– Пойдем ко мне. Я тебе «Гамлета» почитаю. Монолог.
Она не знала его (училась в другом институте, то ли в ГИТИСе, то ли во МХАТе) и согласилась. Вошли в его комнату, заперли дверь.
– Быть или не быть? Вот в чем вопрос, – задумчиво со слезой произнес Д. и попросил: – Раздевайся.
Парень был видный. Она разделась. Он оглядел ее и решил:
– Ты – Офелия. Я тебя рисовать буду!
К сожалению, так часто случается в творческих вузах – иногда принимают безумие за талант. После роли Офелии в фильме Григория Козинцева Д. стал преследовать Настю Вертинскую, угрожать и ей, и Никите. Говорил, что убьет ее, себя и его. И если бы не Настина мама, которой удалось изолировать Д. в психлечебницу, еще неизвестно, чем бы все кончилось. Вскоре у Насти с Никитой родился Степа. Очаровательный мальчик, но я немножко робел перед ним. В нем сразу был виден начальник, хотя он еще и говорить не умел.
Как-то под вечер на даче Михалковых, что на Николиной Горе, мы с Никитой пили водку и рассуждали о старой России. Никита называл меня «очаровательный князь Щ.». Я мечтательно рассуждал о жизни в усадьбе, о крепостных девушках с крыжовным вареньем. Теперь в «Неоконченной пьесе для механического пианино» или в «Обломове» узнаю те наши «помещичьи грезы». Когда мы уже изрядно выпили, приехал на мотоцикле «Ява» внук Корнея Ивановича Чуковского Митя. Он присоединился к застолью, к беседе. Засиделись. И уже далеко заполночь Никита предложил:
– Поехали!
– Куда?
– Поехали!
Он сел за руль. Митя возражал. Фанат мотоцикла, он понимал, чем это могло кончиться. Но Никита не унимался. Он должен рулить – и все! Чуковский сел за Никитой, а я за ним. Думаю: в случае чего встану на землю и «Ява» выедет из-под меня. Маленько трусил. Уже выезжая с участка, путались в трех соснах. В буквальном, не в переносном смысле. Митя все же уговорил Никиту. Сам сел за руль. И сорвались, погнали через поселок к мосту. К Москве-реке. Заборы мелькали.
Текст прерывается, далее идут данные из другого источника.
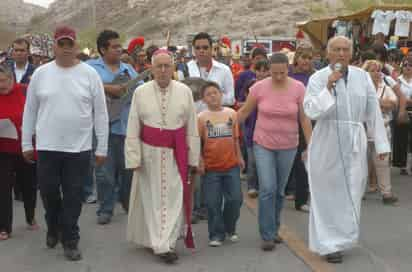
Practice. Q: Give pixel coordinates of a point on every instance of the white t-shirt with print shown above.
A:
(403, 20)
(406, 87)
(382, 21)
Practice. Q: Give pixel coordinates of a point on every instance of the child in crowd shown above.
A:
(220, 163)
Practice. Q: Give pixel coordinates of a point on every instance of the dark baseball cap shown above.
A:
(64, 32)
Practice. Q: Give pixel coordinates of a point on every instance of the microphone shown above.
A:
(338, 67)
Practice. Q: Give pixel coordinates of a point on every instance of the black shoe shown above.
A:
(52, 240)
(278, 240)
(72, 252)
(336, 257)
(169, 257)
(268, 245)
(195, 219)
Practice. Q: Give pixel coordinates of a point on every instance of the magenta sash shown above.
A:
(176, 140)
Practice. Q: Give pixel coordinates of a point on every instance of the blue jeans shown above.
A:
(252, 178)
(219, 187)
(273, 167)
(88, 187)
(61, 176)
(112, 178)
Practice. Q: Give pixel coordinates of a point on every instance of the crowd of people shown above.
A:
(320, 131)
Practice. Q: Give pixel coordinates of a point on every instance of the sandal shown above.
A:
(4, 236)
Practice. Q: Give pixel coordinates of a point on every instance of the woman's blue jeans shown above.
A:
(273, 168)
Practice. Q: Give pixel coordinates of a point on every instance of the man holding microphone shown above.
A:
(341, 98)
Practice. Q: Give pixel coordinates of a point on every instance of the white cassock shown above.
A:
(156, 200)
(337, 157)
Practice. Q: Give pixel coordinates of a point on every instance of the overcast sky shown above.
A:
(43, 3)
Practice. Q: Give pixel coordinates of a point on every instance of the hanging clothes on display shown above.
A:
(342, 28)
(382, 21)
(403, 21)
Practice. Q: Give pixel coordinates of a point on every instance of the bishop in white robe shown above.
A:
(162, 111)
(341, 102)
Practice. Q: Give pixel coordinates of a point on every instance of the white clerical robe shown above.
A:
(156, 200)
(337, 157)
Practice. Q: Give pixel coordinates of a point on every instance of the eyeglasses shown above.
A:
(204, 47)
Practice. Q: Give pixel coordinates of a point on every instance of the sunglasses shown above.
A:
(204, 47)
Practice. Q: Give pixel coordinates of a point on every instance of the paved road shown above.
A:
(386, 232)
(385, 244)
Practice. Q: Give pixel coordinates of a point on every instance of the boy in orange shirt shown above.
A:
(220, 164)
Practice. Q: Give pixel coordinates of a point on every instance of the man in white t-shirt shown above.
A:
(206, 67)
(65, 100)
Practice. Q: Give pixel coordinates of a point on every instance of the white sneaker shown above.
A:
(305, 208)
(234, 238)
(215, 243)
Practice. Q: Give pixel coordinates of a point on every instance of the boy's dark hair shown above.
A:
(103, 40)
(202, 36)
(249, 85)
(262, 64)
(207, 85)
(22, 41)
(5, 69)
(258, 51)
(279, 58)
(150, 50)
Недалеко от санатория ЦК партии «Сосны» на повороте рванули по лугу к берегу. И не вписались – летим вверх тормашками, через руль – Митя. Я соскочил, как и думал, но зацепило, проволокло. Никиту ударило, придавило меж ног раскаленным картером «Явы». Я подбежал в испуге, оттянул мотоцикл, освободил его. Слава Богу, Митя встал сам. Отделался ушибом руки. В общем, нам повезло. Обратно оборванные, побитые и окровавленные тянули, как бурлаки, за собой мотоцикл. Километра три, в гору. Пытались шутить, но не всегда удачно, так как протрезвели вконец, разом. Я порвал новый костюм. Только одел. Обидно. Я тогда не зря трусил. Я был в «самоволке», без документов, в районе правительственных дач, рядовой «команды актеров военнослужащих Центрального театра Советской армии». А тут, как говорится, в каждом дупле – телефон спецсвязи. Всю ночь Никита заботливо промывал и залечивал раны и мне, и себе. А рано утром, «подбитый», без прав он мчался на чужом мотоцикле по той же трассе на мост по Рублевке. В Москву. По Кутузовскому проспекту. По Садовому. В центр. И никто не остановил его за превышение скорости на правительственном пути. Удивительно, но бывает же такое! Ведь он опаздывал на крестины своего сына. Бог миловал.